Reflexão

Uma história de inquietação pelos jardins de Lisboa em três actos

Assina o LPP e desbloqueia conteúdos exclusivos. Assina aqui.

Numa cidade onde os espaços verdes estão entregues à sua sorte, a população sente que é preciso agir, recuperar, plantar o futuro – mesmo que sem apoio ou compreensão da Câmara de Lisboa.

Acto l

Somos um grupo de voluntários, cidadãos anónimos, sem respaldo partidário. Não somos associação. Somos pessoas preocupadas com os jardins, árvores e espaços verdes da cidade de Lisboa.

Através da minha conta de Instagram, @the_lisboan_gardener, onde promovo acções práticas de renaturalização da cidade, foi anunciada uma chamada de voluntários. Mais uma vez reunimo-nos para devolver verde à comunidade, na tarde de domingo do dia 30 de Novembro.

Onde fomos? Fomos cuidar do espaço verde do separador central da Avenida dos Estados Unidos da América, em Alvalade. Substituir os exemplares que a Câmara Municipal de Lisboa (CML), através da Junta de Freguesia (JF), comprou – lembro que não tiveram proveniência dos viveiros municipais –, plantou e deixou morrer. E que mortos ficaram… até agirmos.

O que plantámos? Recebemos uma doação de sobreiros e plantámos na época correcta para se adaptarem à negligência e desinteresse totais que a JF de Alvalade e CML demonstram com a vegetalização da cidade.

Fizemos a plantação de 700 exemplares em linha, com 10 cms de altura, no exacto local onde os arbustos plantados pela CML se encontravam. Parecem demasiados, mas a taxa de sucesso e sobrevivência é baixa – fruto da falta de manutenção pelos serviços da CML e da JF de Alvalade. Acresce que muito provavelmente quando passarem com as roçadoras no tapete de ervas, irão destruir todos os exemplares plantados. Já é um clássico que, apesar de informados, nem o Município nem a Junta se mostram sensíveis.

Escolhemos sobreiros porque são resilientes, são de crescimento lento – indicados para o local –, são autóctones e são a árvore nacional de Portugal.

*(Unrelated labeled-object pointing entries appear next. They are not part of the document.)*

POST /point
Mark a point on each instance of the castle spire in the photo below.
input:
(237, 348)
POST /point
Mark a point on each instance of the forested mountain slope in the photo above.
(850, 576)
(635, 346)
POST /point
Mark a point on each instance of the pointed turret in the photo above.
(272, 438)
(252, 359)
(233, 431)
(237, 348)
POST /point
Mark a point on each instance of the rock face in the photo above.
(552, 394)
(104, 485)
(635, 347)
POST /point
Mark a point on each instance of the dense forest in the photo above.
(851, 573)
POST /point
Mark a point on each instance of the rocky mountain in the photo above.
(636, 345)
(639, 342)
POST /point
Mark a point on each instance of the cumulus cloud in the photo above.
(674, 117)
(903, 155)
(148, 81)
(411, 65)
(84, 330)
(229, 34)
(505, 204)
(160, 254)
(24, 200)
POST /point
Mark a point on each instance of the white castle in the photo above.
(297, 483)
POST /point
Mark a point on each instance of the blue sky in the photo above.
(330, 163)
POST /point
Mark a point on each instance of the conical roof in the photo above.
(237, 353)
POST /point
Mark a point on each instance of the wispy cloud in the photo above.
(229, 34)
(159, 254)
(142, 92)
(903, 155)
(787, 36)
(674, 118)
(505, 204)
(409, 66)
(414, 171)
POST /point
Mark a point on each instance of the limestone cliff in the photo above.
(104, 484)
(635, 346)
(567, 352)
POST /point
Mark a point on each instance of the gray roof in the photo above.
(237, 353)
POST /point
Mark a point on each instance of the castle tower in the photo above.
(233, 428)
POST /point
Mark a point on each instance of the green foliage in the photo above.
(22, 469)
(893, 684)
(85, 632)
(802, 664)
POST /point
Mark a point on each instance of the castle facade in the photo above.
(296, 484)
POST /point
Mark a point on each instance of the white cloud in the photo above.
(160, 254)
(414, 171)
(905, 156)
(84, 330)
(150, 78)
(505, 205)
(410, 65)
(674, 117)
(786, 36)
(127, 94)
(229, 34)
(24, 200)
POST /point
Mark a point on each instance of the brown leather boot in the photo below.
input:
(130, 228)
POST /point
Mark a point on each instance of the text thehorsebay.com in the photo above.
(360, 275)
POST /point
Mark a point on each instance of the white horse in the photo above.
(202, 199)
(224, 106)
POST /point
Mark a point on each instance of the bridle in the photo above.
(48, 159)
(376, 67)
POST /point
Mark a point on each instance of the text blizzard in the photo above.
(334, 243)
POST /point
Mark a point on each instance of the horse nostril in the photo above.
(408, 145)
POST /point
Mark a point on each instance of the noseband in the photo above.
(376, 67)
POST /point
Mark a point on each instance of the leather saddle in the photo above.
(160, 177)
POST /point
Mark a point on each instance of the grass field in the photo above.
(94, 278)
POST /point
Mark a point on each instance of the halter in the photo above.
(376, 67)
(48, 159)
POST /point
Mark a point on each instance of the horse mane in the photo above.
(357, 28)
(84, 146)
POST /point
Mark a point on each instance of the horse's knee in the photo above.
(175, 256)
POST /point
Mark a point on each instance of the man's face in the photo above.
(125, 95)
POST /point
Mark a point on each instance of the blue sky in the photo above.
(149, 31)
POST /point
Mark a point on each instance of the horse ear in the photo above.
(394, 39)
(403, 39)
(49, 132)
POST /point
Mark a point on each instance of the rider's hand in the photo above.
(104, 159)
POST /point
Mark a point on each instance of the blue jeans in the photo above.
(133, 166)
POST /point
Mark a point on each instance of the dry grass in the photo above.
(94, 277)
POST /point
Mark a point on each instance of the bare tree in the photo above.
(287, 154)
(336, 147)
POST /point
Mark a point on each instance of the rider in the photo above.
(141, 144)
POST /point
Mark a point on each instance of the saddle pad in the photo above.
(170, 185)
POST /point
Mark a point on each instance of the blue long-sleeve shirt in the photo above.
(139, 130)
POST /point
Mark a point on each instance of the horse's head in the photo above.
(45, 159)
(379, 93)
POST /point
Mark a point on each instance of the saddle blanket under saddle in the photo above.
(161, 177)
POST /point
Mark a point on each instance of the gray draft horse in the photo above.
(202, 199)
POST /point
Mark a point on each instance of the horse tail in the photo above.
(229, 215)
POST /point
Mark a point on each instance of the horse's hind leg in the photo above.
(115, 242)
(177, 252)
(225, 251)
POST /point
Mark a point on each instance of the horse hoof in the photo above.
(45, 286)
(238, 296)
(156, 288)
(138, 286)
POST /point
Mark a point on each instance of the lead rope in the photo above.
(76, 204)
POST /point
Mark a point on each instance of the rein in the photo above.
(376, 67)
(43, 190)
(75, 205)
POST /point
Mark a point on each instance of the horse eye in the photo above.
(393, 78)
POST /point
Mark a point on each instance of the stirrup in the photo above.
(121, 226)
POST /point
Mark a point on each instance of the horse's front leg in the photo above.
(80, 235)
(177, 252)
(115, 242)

Numa cidade onde os espaços verdes estão entregues à sua sorte, a população sente que é preciso agir, recuperar, plantar o futuro – mesmo que sem apoio ou compreensão da CML – até que os seus dirigentes entendam que a vegetalização dos arruamentos é prioritária nas políticas de ambiente de uma cidade europeia evoluída. Lisboa só não o é porque quem nos governa pensa mal o ambiente para Lisboa. Assim, a população trabalha para a sua cidade.

Acto ll

No decorrer da plantação, ocorre um episódio que sabemos ser tão típico da postura da autarquia, sem surpresa somos abordados com um modelo de diálogo próprio de quem tem poder na CML mas não tem visão. Nem sentido de participação, nem de raciocínio colectivo, comunitário, e no limite, confirma não estar interessado em ouvir a população.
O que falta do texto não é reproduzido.